The learning curve is steep, you discover your weaknesses, but you improve because of its personal meaning. One is compelled to push to the highest standards when the craft is a cherished aspect of ones life.
We move to a quiet bar along the Strand, Xeniya has a whisky and lime.
Standards are key. We discuss the current trend of diversifying model types, “There is more opportunity for being individual and be a little bit more pretty or quirky. The face should be different, it bring variety and it represents the people around, but we can’t be compromising the standards.”
I get the sense that Xeniya yearns for the days of old, where calling yourself a freelance model would be unheard of and would invite derision and laughter.
“You couldn't be called a model if you weren't signed by an agent.” I press her that this might be a good thing, but she cannot hide her indignation. She disagrees citing that standards have dropped and people have forgotten that to be a model meant you had to be a certain shape and measurement, “People would laugh at you.

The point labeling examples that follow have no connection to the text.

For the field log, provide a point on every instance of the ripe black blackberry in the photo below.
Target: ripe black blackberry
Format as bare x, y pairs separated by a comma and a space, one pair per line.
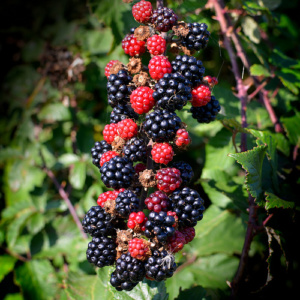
208, 112
126, 203
197, 38
97, 151
164, 19
101, 251
121, 285
186, 171
188, 206
130, 269
160, 265
189, 67
97, 222
135, 149
118, 90
161, 125
160, 225
122, 112
172, 92
117, 172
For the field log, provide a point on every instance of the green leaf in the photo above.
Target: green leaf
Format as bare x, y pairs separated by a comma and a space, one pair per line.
259, 70
292, 127
77, 175
37, 280
7, 264
251, 162
272, 201
197, 292
54, 112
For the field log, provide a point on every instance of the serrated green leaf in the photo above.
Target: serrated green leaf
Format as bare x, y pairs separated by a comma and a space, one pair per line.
37, 280
7, 263
77, 175
273, 201
251, 162
54, 112
259, 70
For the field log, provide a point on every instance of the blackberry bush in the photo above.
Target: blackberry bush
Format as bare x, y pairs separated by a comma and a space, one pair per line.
134, 229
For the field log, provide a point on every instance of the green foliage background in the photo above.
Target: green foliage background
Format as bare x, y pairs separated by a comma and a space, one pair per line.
42, 253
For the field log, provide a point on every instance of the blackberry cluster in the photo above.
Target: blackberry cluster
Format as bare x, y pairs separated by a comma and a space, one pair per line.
118, 91
189, 67
161, 125
188, 206
208, 112
122, 112
136, 150
117, 173
172, 92
132, 229
97, 151
197, 38
101, 251
160, 226
186, 171
126, 203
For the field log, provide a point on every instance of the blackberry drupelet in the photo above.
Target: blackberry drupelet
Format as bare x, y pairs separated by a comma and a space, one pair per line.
129, 268
121, 285
97, 222
188, 206
186, 171
191, 68
160, 265
118, 90
117, 172
197, 38
122, 112
161, 125
135, 149
101, 251
126, 203
97, 151
208, 112
164, 19
160, 225
172, 92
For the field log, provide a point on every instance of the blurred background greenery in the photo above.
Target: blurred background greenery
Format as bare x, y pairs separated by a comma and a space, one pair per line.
54, 107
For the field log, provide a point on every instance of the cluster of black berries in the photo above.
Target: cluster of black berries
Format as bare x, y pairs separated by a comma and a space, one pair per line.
134, 155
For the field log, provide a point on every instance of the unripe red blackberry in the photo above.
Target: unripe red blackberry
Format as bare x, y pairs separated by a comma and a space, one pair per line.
107, 156
126, 203
97, 222
206, 113
139, 249
132, 46
162, 153
101, 251
201, 95
135, 149
127, 129
168, 179
188, 206
142, 11
160, 226
97, 151
156, 45
159, 66
117, 173
160, 265
141, 99
157, 201
164, 19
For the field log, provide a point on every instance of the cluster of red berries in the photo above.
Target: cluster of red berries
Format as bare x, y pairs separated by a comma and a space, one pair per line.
141, 229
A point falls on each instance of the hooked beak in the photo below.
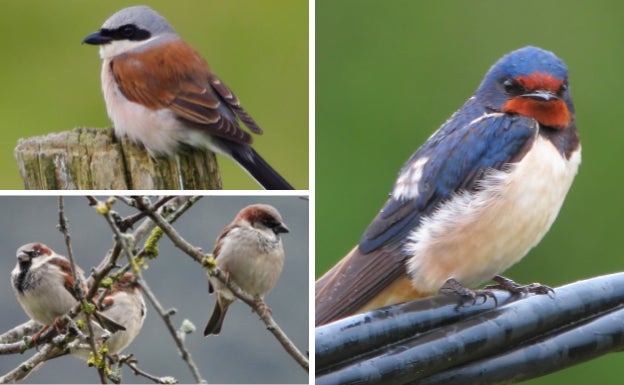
(96, 38)
(545, 96)
(281, 228)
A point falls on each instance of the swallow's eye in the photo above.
(512, 87)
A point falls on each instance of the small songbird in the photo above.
(474, 199)
(125, 305)
(160, 92)
(250, 252)
(43, 284)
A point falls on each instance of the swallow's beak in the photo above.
(541, 95)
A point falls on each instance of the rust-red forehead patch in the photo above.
(540, 81)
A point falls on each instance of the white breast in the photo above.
(158, 130)
(478, 235)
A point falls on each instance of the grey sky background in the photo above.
(244, 352)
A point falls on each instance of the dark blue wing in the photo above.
(456, 159)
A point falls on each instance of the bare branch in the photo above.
(29, 327)
(131, 363)
(121, 241)
(78, 283)
(166, 317)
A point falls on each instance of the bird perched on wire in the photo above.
(160, 92)
(250, 252)
(473, 199)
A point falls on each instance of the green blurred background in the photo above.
(51, 82)
(388, 73)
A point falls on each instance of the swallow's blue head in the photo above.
(530, 82)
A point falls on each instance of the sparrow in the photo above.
(473, 199)
(160, 92)
(249, 251)
(43, 284)
(124, 304)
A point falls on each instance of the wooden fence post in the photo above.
(95, 159)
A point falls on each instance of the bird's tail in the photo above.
(259, 169)
(218, 315)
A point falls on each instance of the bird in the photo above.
(250, 252)
(124, 304)
(159, 91)
(44, 286)
(473, 199)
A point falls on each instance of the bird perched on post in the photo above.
(473, 199)
(250, 252)
(160, 92)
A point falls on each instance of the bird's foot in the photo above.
(453, 287)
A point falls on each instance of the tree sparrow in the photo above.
(250, 252)
(43, 283)
(124, 305)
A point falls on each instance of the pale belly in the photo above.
(478, 235)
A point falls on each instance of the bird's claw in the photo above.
(466, 296)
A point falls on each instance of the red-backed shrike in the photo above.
(159, 91)
(250, 252)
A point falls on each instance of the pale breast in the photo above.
(477, 235)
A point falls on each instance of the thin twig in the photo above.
(64, 229)
(28, 328)
(128, 361)
(28, 365)
(166, 317)
(255, 303)
(186, 355)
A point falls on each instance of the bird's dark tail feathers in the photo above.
(259, 169)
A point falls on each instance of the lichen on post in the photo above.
(95, 159)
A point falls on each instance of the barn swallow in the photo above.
(474, 198)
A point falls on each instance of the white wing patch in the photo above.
(406, 186)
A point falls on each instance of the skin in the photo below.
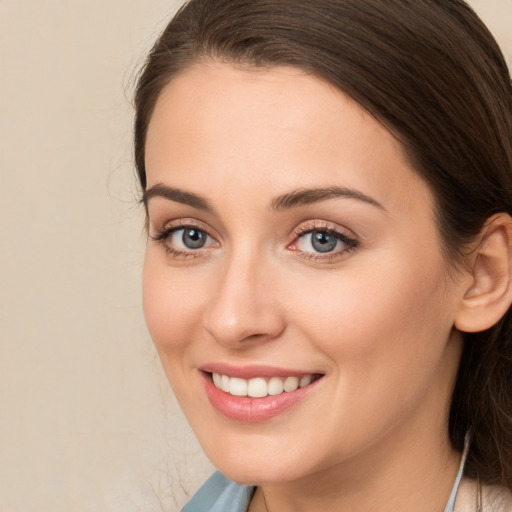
(375, 319)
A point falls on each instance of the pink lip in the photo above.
(253, 410)
(253, 371)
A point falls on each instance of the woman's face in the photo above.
(290, 244)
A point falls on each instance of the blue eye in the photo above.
(192, 238)
(324, 241)
(186, 240)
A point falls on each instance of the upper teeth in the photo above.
(259, 387)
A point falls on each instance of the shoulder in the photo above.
(219, 494)
(494, 497)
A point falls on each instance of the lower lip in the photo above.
(253, 410)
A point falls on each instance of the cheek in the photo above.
(172, 307)
(391, 310)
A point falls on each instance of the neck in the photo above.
(415, 476)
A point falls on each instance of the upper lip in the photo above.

Nowadays, you can be a freelance model, which is like weird to me or an Instagram model — what the fuck is that?”
I put it to her that this has democratised the industry and normalised the expectation on female body image to a more natural shape. Yet she volleys back the ball: “Do you think everybody can be a ballerina?” Her large brown eyes stare widely at the suggestion.
Perhaps there is truth to this, but coming from a near six foot tall model with flawless skin and features cut to the bone, I suspect to many will be hard to swallow. Elitism exists in other industries too. Law and medicine sift out the very best to join their ranks; however, this rankles with the general public when describing an industry that is perceived to be solely concerned with superficial beauty.
“You have to be realistic with yourself, it’s just not for you. And it's not the end of the world. Not everyone should be or can be a model. Not everybody can be a dancer or a singer or a painter. You just don't have that talent, live with it, find yourself in other ways.”
She cites this as a wider problem within western society, that because you desires something you therefore deserve to have it. “You just have to understand when the word no comes in, and it’s life. Every single girl wants to be a model. But to be a model you have to have physical attributes and you need to have the creativity. Lets face it, not everybody has that package.”
Social media platforms such as Instagram are cited as unhealthy contributors to this yearning for the attainment of unrealistic body shapes and lifestyles. Fame, beauty, youth, personal fortune, expose the insecurities of society and the inequality that exists in life. An idealised world view through fashion distorts reality, and can be missed by the most vulnerable in society.
Tapping her immaculately kept lilac nails on our table, she repeats values three times when I ask what enabled her survival through the industry. One’s worth should be derived from internal beauty, from internal attributes, regardless of superficial attributes.
“The fashion sector — like any other sector — shouldn't be dictating our lives. But the problem is that we allow the fashion sector to rule our lives and perceptions of people. It is really easy to create this artificial worthiness — could it be fashion, could I be other things? If within yourself you are insecure you gonna always feel unhappy.”
Xeniya’s matter of fact approach is a serene breath of fresh air. Looking cross the dimly lit lounge, I get the sense that Xeniya is a model very much in control of her career, and most importantly, her life.